Windburn

Page 44

“I’m Larkspur, and this is Cactus, and Peta.” I pointed to the others as I named them. “Tom, we’d like to speak with Queen Aria. Where do we petition?”

His sword whipped back up, slicing into my cheek as the scent of berry wine wafted over me. Great. A drunken fairy on a power trip. Just what we needed.

“Wait, she said the only people coming to speak to her would be trouble and I should try and stop them.”

“Ahhh,” Cactus said. “There’s the rub. The word ‘try’ implies that no matter what you do, you wouldn’t be able to stop said trouble.”

Tom’s mouth dropped open. “Are you sure?”

Peta leapt up and caught him between her big paws so fast she was a white blur. “Yes, quite sure.”

“Don’t hurt him!” I yelped. I could easily imagine what the queen would say if we killed one of her guards right off the start. Not exactly the introduction I was looking for.

Peta let out a yelp and leapt back, shaking her paw. “Little prick!”

“That’s not what the ladies say!” he hollered back as he zipped toward the gates.

“Hurry, we have to make it there ahead of him.” I bolted after the fairy, the glitter of his wings making it easy to track his progress. Peta was ahead of me, snarling.

Tom looked over his shoulder, yelped and sped up. Damn it. “Fairy sharts, they’re gaining on me! Open the gates, let me in!”

The gates didn’t move, though a few faces peered through the tall grills.

I held a hand up and slid to a stop. “Wait, Peta. I think . . . I think he wasn’t official.”

Cactus panted beside me, leaning over to press his hands onto his legs. “You sure?”

“Yes. If he was, they’d have come running when he yelled for help.”

The fairy hit the gates, going so far as to rattle his sword along them as we approached. “Let me in! They said the cat would eat me and pick her teeth with my bones.”

One side of the gate opened and a tall, slim figure stepped out. My heart seemed to stutter at the sight of the white leathers the Ender wore and the long white hair braided over one shoulder. He stood easily a foot taller than me, and his cool gray eyes swept us as if we were a mere annoyance. But all that wasn’t the reason. It was his resemblance to Wicker, the Sylph who’d helped Cassava take the throne and release the lung burrowers on my people. The Sylph who’d killed my mother and little brother.

He raised one eyebrow. “Who are you, and what do you want?”

Tom flew right up to his eyes. “I told you, you fecking moron! They’re here to kill me and assassinate the queen! Now let me in!”

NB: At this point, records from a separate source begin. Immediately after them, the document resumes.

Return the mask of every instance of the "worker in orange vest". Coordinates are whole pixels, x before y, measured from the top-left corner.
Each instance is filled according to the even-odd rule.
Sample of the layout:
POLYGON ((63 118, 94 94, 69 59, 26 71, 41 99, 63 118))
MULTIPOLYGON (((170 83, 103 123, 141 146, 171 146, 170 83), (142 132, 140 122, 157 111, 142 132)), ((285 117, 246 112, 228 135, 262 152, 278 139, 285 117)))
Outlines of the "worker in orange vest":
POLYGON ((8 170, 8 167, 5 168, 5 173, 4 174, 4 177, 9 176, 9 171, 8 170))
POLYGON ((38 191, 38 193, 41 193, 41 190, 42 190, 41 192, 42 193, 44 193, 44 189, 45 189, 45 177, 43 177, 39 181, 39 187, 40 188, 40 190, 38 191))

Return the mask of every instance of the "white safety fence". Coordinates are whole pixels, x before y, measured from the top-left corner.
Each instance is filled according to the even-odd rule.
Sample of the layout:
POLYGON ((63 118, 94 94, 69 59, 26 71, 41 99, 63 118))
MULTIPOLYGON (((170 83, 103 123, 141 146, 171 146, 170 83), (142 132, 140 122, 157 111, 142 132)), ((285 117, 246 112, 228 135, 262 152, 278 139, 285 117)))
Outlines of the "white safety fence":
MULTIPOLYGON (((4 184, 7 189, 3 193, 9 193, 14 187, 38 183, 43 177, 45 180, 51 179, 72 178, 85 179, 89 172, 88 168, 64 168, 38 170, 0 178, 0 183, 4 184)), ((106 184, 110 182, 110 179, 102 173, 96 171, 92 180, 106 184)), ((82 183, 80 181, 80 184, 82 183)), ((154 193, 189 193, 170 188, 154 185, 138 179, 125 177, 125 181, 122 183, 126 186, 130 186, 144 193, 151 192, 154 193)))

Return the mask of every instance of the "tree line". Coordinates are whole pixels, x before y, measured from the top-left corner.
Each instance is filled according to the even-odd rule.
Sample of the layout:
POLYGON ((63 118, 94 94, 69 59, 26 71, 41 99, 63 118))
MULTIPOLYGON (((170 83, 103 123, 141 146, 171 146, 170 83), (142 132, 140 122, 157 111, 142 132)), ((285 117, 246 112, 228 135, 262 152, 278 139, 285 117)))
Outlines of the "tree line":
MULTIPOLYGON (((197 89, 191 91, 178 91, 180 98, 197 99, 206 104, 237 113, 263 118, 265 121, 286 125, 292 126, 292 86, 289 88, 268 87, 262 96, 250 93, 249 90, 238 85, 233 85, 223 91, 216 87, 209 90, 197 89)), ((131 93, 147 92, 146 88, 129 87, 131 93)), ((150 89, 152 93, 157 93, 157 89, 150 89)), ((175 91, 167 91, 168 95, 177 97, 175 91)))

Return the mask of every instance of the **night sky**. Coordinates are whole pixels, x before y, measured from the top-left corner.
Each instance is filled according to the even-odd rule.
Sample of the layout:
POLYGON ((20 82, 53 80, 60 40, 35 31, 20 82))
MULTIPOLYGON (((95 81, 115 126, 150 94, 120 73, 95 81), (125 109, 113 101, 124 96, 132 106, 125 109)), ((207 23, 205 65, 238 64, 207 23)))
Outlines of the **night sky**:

With a casual flick of his wrist, the Ender swatted Tom, sending the fairy flying our way. He tumbled end over end and I caught him mid-air. “That’s not very nice. He might be a drunk and out of his mind, but you shouldn’t swat fairies. It’s bad luck.”

The Sylph’s lips didn’t even twitch. So much for breaking the ice. Tom groaned and I held him carefully. “I wish to speak with the queen.”

“Why?”

I made sure to keep eye contact with him. If Tom had been right and Terralings weren’t going to be allowed into the Eyrie, it was time to improvise. “We wish to visit the library. We have seen the Pit’s few books, and the Rim’s. But we have heard the Eyrie boasts the finest knowledge in all four families.”

“Scholars?” The Ender pulled back. “Perhaps your story would be more believable if you weren’t wearing a Terraling Ender’s uniform.”

Damn, the cold was making me sloppy. “An Ender cannot also be someone who seeks knowledge?”

“Not when your king is missing. We have sent the information requested, which is more than we had to do.” He stepped back.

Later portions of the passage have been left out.